How many of you have a know-it-all within your circle of acquaintances? Sad to say, you probably all can answer yes to this question.


How many of you have a know-it-all within your circle of acquaintances? Sad to say, you probably all can answer yes to this question. Rare indeed is the person among you who is unfamiliar with at least one person whose belief in their individual supremacy is legendary (at least in their own minds). These people can be a real pain in the butt.

Let me share one of life's great truths with you. The longer I live these less I believe that I really know. While it might be that I am just starting to forget things, in reality it seems that there is so much more to know in the world today than any one amongst can ever comprehend. Let me share a story to make my point.

I can recall a relative making an important point with me about this many years. She was a cousin by marriage and a native of Scotland. This event happened during my senior year in high school. We were at a family gathering and for some reason the conversation turned to school work. At some point I began to bemoan all of the things about U.S. History that I was having trouble committing to memory.

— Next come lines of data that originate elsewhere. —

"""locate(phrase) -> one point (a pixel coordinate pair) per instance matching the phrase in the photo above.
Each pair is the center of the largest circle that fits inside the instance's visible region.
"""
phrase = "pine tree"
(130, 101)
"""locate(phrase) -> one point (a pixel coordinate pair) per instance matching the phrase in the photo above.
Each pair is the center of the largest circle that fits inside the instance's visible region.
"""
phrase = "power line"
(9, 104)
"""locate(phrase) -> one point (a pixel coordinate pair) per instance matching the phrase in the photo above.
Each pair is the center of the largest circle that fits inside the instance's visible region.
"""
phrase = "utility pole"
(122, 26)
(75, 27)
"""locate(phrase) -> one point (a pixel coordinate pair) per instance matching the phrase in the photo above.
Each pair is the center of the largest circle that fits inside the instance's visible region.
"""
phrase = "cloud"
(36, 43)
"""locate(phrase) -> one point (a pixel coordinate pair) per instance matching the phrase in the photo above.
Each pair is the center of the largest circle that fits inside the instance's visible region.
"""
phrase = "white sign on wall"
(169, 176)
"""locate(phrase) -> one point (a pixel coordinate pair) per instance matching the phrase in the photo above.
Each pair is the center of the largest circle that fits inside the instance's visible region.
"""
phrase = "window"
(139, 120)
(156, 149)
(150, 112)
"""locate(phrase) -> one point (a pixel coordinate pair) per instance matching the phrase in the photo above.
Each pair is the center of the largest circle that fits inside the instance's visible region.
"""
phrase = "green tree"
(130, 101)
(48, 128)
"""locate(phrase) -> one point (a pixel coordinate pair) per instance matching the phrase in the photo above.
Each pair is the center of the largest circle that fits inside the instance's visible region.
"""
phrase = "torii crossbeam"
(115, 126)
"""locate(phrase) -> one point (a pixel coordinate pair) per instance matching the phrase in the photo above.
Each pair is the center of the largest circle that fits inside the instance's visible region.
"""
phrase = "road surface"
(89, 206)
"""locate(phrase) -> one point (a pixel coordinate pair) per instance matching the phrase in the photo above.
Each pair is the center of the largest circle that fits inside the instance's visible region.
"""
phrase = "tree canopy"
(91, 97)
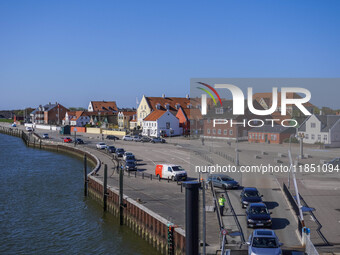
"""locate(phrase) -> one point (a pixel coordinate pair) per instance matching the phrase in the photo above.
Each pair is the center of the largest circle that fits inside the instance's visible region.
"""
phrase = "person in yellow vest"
(221, 202)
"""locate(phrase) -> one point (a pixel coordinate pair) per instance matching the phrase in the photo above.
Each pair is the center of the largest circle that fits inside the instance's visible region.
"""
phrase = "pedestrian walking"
(221, 202)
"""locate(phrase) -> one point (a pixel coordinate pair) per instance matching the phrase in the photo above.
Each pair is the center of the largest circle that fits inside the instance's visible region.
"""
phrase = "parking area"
(174, 152)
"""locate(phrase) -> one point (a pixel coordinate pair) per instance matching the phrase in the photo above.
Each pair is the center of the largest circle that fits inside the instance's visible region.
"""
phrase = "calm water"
(43, 210)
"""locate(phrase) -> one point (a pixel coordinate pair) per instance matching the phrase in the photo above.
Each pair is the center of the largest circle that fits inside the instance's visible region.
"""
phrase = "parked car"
(112, 137)
(130, 166)
(335, 162)
(264, 241)
(174, 172)
(79, 141)
(250, 195)
(111, 149)
(258, 215)
(127, 138)
(127, 154)
(222, 181)
(157, 140)
(130, 158)
(145, 139)
(120, 152)
(136, 138)
(101, 146)
(67, 140)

My cousin's wife chuckled a bit and said that I really should not complain so much. She noted that I only had less than 200 years of history with which to contend. She went on to point out that during her school days she had to deal with more than 900 years of Scottish and British history. What was my problem with handling a mere 190, or so, years of history? I can still recall her words more than 40 years later.

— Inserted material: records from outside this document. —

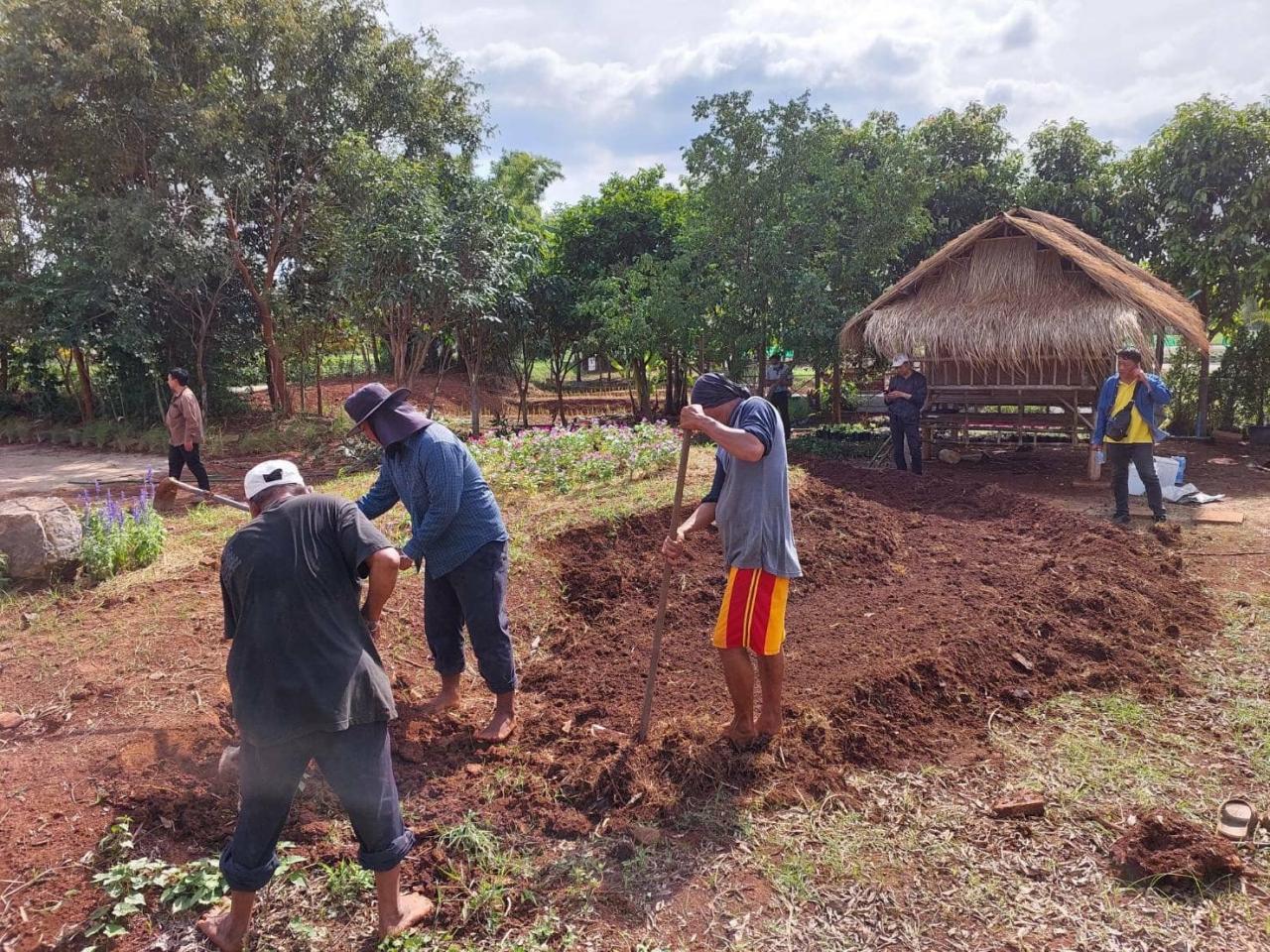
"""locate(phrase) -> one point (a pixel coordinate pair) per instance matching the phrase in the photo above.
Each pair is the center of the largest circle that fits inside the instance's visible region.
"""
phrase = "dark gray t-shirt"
(753, 499)
(303, 658)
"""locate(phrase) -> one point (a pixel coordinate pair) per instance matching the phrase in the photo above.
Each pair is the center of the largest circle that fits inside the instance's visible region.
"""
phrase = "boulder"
(41, 537)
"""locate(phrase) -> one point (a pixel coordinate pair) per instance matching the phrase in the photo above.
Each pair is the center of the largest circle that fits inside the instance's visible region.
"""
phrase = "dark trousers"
(178, 457)
(357, 763)
(472, 594)
(1142, 456)
(902, 431)
(781, 402)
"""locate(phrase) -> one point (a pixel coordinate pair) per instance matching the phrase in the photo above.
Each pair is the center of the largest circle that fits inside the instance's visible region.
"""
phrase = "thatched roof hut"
(1026, 291)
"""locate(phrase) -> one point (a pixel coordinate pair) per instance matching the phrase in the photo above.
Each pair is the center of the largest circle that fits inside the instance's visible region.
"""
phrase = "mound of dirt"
(926, 604)
(1169, 852)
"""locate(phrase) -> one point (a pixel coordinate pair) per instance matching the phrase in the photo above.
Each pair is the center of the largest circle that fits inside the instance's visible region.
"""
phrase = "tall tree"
(1072, 175)
(973, 171)
(610, 246)
(302, 75)
(1202, 193)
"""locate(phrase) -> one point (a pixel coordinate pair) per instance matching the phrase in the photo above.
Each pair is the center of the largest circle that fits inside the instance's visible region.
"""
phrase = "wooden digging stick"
(208, 494)
(651, 684)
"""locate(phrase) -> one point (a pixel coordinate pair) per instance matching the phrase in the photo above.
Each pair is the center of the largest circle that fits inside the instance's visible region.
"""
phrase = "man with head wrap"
(457, 534)
(751, 503)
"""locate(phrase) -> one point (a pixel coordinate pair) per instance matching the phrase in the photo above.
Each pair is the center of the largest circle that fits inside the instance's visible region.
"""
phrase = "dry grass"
(998, 293)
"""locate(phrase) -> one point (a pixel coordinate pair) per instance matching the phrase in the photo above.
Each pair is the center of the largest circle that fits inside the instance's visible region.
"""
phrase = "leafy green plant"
(347, 883)
(562, 460)
(194, 885)
(119, 537)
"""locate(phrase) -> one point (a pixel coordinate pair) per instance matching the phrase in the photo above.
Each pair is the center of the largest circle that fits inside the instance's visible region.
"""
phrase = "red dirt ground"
(902, 634)
(1169, 852)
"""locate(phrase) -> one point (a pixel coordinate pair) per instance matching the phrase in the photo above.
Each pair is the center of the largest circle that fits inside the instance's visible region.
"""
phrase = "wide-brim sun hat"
(270, 474)
(365, 402)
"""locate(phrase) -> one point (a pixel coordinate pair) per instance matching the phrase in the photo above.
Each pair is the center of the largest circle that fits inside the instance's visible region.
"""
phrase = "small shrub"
(119, 537)
(347, 883)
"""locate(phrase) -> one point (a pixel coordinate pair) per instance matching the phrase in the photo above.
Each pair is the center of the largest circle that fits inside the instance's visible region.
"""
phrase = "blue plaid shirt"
(452, 509)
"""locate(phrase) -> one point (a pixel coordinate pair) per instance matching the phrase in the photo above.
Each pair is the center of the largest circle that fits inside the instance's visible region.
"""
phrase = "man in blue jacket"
(1127, 424)
(905, 402)
(458, 536)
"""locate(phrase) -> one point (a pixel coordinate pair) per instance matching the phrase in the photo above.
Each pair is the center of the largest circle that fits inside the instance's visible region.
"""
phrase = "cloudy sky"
(607, 85)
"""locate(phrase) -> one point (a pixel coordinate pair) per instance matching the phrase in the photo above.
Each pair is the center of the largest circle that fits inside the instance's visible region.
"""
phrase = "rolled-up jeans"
(357, 763)
(472, 594)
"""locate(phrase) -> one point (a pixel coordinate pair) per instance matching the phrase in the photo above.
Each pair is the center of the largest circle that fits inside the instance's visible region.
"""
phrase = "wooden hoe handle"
(651, 682)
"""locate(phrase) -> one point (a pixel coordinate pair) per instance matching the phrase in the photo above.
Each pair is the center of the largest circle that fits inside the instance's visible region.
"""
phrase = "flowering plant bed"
(119, 536)
(562, 461)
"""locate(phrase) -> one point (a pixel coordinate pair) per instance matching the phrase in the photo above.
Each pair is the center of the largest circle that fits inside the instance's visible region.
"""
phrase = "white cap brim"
(270, 474)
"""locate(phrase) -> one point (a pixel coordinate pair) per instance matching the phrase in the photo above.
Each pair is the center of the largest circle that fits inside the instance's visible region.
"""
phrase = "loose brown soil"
(916, 598)
(1167, 852)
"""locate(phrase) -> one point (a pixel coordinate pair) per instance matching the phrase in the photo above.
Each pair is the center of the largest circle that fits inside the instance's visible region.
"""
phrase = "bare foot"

Let me stress that ignorance of history merely means that you do not know something about the past. There are other areas of ignorance where the consequences of that missing knowledge can be quite negative. It is my contention that in the fire service, ignorance can become the first step in a deadly scenario: one where at the very least pain and suffering can be a by-product. I was reminded of this a few weeks ago at a seemingly innocuous call for assistance during a thunderstorm.

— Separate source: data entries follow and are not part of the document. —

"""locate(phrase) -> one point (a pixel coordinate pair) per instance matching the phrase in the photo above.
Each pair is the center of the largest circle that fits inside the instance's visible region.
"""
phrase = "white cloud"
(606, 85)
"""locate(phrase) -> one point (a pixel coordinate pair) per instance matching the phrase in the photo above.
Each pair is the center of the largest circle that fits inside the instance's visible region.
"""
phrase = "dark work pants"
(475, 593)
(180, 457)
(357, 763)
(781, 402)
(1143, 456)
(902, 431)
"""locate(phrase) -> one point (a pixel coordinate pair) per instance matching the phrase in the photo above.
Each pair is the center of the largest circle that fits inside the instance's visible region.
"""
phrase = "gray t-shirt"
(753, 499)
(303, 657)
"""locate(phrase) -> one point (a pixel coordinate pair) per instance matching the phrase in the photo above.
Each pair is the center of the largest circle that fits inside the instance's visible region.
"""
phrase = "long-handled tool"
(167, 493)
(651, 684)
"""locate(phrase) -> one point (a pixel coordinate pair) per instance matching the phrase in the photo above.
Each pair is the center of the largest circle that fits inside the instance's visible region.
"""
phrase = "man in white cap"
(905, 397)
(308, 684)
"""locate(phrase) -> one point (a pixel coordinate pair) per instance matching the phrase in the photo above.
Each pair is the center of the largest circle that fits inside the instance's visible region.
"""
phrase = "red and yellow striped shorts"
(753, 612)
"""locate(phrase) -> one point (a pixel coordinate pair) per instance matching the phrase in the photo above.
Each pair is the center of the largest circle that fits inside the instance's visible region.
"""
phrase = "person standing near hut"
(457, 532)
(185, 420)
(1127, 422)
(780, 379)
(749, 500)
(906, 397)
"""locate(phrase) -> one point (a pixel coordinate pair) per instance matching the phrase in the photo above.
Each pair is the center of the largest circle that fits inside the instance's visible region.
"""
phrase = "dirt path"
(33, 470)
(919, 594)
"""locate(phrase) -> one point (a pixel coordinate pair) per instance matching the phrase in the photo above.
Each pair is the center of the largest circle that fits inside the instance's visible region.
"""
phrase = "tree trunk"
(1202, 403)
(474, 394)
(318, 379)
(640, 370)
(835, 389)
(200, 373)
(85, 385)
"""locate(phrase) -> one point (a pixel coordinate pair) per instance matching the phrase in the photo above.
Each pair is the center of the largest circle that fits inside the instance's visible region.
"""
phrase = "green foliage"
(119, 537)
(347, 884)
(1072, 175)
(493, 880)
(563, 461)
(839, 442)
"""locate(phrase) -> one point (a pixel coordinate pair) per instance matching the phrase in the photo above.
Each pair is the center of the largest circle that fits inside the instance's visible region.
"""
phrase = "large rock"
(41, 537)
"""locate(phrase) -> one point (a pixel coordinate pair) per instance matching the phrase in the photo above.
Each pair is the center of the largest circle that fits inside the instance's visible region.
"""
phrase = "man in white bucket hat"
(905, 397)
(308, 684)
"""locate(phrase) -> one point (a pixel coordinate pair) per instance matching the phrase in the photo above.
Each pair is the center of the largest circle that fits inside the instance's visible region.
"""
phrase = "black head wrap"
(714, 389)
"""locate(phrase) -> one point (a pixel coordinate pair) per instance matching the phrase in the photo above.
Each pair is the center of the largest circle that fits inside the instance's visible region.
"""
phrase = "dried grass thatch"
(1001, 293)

Let me start this discussion by owning up to the fact that, like far too many firefighters, my knowledge of electricity is not all that great. Electricity is good when controlled and bad when uncontrolled. Just to let you know, I have attended many indoctrination sessions over the years that were provided by the Public Service Company up in Newark and the Jersey Central Power and Light company here at home in Monmouth County.

They spoke of amps, volts, and watts. They spoke of current and explained the different voltages, as well as the placement of different strengths of wires on the poles. I have also read about operations involving electricity in the fire service texts and media. As many times as I have attended these lessons and read the texts, and magazine, I must say that I am still a little concerned about what electricity can do to my associates and I if we screw up. I am also concerned about what I am able to recall when I need to.

Perhaps I am more sensitive than most, owing to the fact that a dear friend of mine was killed in the line of duty back in 1994. Firefighter Mike Delane of Rescue Company One in Newark was electrocuted while helping a young, rookie firefighter down from the roof of a burning building. However, I guess that there are some things which just do not click within my brain.

My personal defense against this area of weakness in my knowledge base is caution. Anyway, during a recent series of storms, our fire company here in Adelphia was dispatched to the scene of an incident where wires were reported as burning in a tree near the far end of our district. Owing to the great number of calls that evening, I ended up as the incident commander for this one.

As we approached the scene, I parked at what I thought was a safe distance, established command, and sent one of the guys up to capture the pole number, so that we could report it to the power company. Once the fellow got the number he came back to the rig. We noted the number, pulled back from the pole and reported it to the township police dispatch center.